In this paper, the authors propose and try to investigate the influence of posture sharing (PS) in establishing a rapport (R). To find out the degree to which PS and R are positively correlates, four scenarios are explained. First, a positive correlation between PS and R may be possible due to an unmeasured third factor. Second, PS and R may be causing each other by positive feedback. Third, PS may be influenced by R. Finally, PS may play the dominant role to establish R.

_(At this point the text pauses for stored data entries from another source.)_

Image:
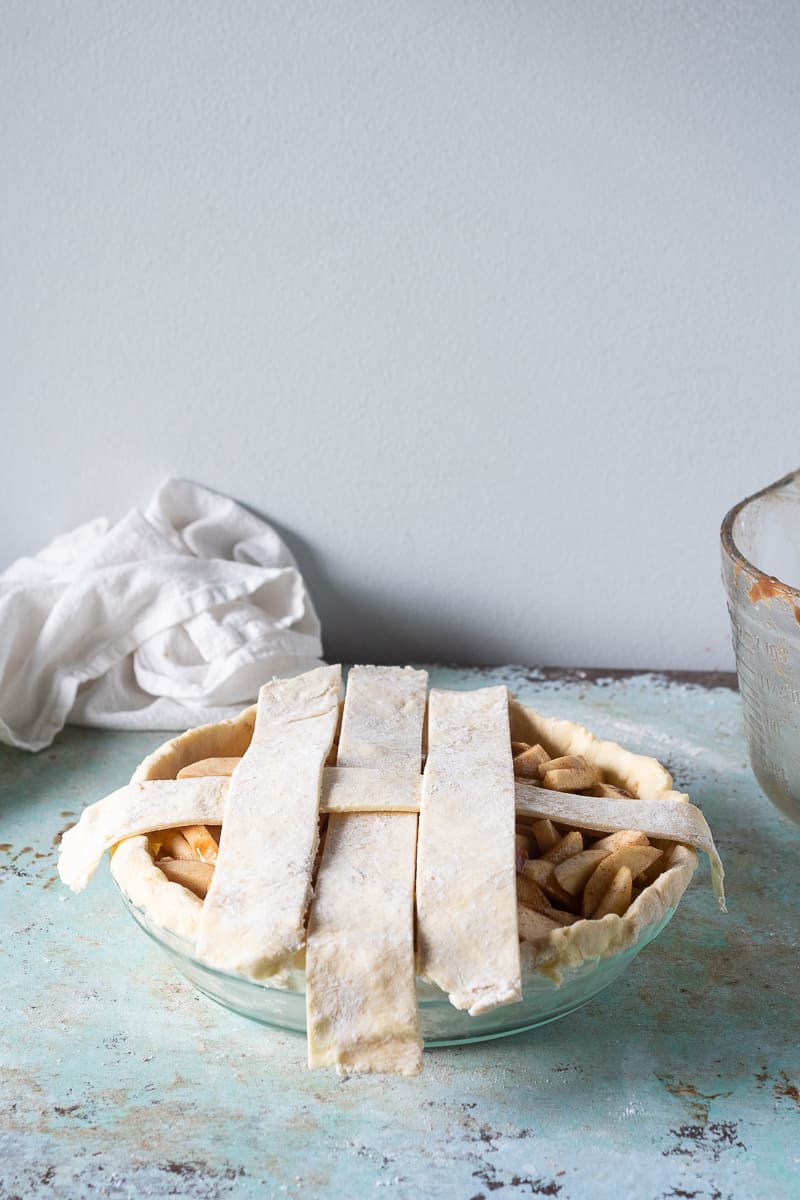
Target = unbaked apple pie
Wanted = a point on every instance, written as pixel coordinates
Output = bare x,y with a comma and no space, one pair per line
453,835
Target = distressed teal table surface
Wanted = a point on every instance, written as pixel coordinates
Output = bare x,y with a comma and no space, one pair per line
680,1080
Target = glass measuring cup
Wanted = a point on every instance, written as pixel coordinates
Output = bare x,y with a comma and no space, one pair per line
761,547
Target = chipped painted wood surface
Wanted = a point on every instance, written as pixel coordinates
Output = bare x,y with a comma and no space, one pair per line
683,1079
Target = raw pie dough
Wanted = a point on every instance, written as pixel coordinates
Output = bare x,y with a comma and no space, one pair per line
361,1001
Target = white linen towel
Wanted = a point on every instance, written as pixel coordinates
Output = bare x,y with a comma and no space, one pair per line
169,618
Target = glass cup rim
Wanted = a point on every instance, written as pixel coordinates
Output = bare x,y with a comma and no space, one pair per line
729,546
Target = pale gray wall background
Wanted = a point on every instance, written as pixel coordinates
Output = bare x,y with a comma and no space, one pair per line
492,306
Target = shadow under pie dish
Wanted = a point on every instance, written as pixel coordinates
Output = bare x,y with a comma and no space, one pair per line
575,850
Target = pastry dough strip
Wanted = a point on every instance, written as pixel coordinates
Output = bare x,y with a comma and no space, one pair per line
361,1006
468,940
253,917
136,809
673,820
169,803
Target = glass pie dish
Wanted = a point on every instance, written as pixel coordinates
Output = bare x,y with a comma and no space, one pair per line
440,1024
561,970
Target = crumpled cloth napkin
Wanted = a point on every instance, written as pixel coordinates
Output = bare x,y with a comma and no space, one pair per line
169,618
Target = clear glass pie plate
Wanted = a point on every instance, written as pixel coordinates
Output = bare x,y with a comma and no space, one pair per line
440,1024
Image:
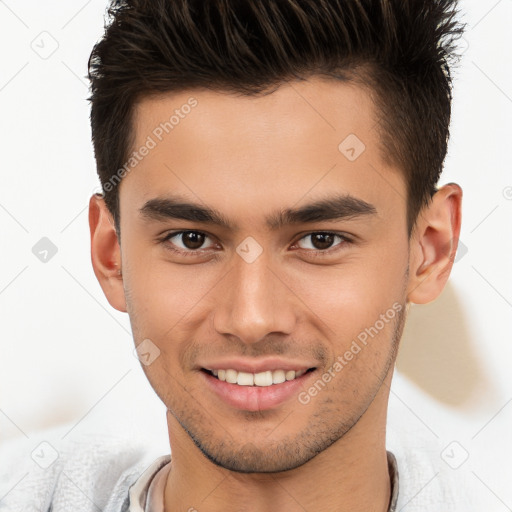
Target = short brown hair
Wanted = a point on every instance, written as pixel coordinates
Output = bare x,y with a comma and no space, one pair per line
401,49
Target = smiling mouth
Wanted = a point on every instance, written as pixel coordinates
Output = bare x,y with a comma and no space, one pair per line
261,379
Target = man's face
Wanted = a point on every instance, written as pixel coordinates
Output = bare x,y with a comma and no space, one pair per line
259,294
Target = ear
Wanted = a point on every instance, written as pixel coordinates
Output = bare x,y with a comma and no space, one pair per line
106,252
434,244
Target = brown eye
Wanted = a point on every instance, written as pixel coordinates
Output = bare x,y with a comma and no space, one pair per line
192,239
186,241
321,241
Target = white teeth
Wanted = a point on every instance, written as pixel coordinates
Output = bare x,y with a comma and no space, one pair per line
231,376
245,379
278,377
290,375
262,379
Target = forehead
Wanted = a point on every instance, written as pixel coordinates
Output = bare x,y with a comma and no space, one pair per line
303,139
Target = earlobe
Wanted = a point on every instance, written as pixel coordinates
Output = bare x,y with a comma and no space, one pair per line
434,244
106,253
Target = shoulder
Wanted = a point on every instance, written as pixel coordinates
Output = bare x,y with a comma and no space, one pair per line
434,473
87,472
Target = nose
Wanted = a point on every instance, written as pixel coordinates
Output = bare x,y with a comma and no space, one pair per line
254,302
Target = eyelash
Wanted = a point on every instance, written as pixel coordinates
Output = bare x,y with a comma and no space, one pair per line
312,252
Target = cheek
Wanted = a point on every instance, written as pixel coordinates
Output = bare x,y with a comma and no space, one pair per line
353,295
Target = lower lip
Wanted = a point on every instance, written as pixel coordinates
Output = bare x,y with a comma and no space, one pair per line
255,398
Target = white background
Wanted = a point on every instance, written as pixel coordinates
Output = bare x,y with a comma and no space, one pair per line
66,355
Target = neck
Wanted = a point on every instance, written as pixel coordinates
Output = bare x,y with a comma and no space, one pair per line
351,475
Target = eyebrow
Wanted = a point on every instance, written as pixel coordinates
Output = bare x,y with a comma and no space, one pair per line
339,207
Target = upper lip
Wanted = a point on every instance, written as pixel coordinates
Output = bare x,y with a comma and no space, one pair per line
256,365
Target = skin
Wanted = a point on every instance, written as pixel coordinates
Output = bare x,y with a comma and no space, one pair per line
248,157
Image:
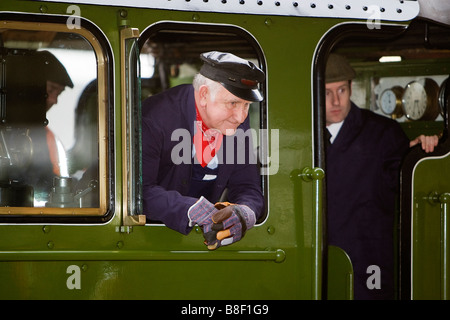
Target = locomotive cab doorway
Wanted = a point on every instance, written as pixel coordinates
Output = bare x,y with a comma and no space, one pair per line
396,60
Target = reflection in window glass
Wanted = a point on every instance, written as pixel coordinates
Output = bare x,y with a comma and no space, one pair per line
49,121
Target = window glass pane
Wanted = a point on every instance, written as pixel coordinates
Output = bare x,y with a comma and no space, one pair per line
170,56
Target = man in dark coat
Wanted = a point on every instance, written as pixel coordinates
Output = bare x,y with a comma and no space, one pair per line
192,137
363,163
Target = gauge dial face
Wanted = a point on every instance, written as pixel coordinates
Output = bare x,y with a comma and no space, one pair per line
414,100
388,102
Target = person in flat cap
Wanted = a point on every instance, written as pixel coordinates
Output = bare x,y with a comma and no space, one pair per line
49,155
192,137
56,75
363,163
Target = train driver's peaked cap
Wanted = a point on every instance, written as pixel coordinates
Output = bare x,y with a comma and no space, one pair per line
338,69
237,75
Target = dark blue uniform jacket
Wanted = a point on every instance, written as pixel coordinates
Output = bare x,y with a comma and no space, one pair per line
166,184
362,179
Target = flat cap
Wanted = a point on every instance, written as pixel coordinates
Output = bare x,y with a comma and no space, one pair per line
338,69
54,70
237,75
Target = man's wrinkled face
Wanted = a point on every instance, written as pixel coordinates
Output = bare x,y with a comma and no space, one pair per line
223,110
337,101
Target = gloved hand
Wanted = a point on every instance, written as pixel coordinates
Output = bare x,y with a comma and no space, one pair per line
200,213
229,225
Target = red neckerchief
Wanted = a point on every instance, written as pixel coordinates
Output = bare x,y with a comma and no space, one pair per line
206,141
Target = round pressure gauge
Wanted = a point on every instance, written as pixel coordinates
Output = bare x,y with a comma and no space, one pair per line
391,101
420,100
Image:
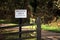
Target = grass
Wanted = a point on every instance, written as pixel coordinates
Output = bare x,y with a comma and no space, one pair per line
50,28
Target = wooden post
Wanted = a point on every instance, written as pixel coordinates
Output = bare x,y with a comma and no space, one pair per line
38,22
20,27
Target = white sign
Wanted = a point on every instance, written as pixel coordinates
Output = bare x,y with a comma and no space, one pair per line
22,13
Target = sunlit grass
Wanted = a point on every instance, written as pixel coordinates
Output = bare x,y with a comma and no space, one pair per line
50,28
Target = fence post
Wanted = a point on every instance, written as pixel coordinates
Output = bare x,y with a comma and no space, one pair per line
38,22
20,27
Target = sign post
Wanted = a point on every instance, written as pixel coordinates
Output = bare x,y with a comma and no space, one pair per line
38,22
22,13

Data was collected from a college class taken during a six-week summer session. First during the initial week, the classes were videotaped; and during the last week classes were videotaped again. Posture sharing and rapport were evaluated among the students and the instructors.

 

Evaluation and Validity of the Paper

From the graded sheet by the students about the rapport generation and checked by a third coder later, the analysis of the study was performed. The author presented cross-lag analysis to show the experimental result. It showed that posture sharing and rapport were positively correlated. Although the cross-lag analysis differential result was not significant, the direction of the result supported the author’s hypothesis.

 

Improvement Scopes

In my opinion, the future work should include multi-modal data for this research. At the time of the experiment, only the video data was recorded. May be multi-modal data will help to establish the hypothesis with better confidence.  

 

Further Reading

One of the interesting articles, which are cited by this paper, is “Group rapport: Posture sharing as a non- verbal indicator”, by Marianne LaFrance and Maida Broadbent [2] (Digital Object Identifier: 10.1177/105960117600100307). In the cited article, the authors presented another study to investigate the relationship among the posture sharing and establishing a rapport in a group.

[1] M. LaFrance, “Nonverbal synchrony and rapport: Analysis by the cross-lag panel technique,” Social Psychology Quarterly, pp. 66–70, 1979.

[2] M. LaFrance and M. Broadbent, “Group rapport: Posture sharing as a nonverbal indicator,” Group & Organization Management, vol. 1, no. 3, pp. 328–333, 1976.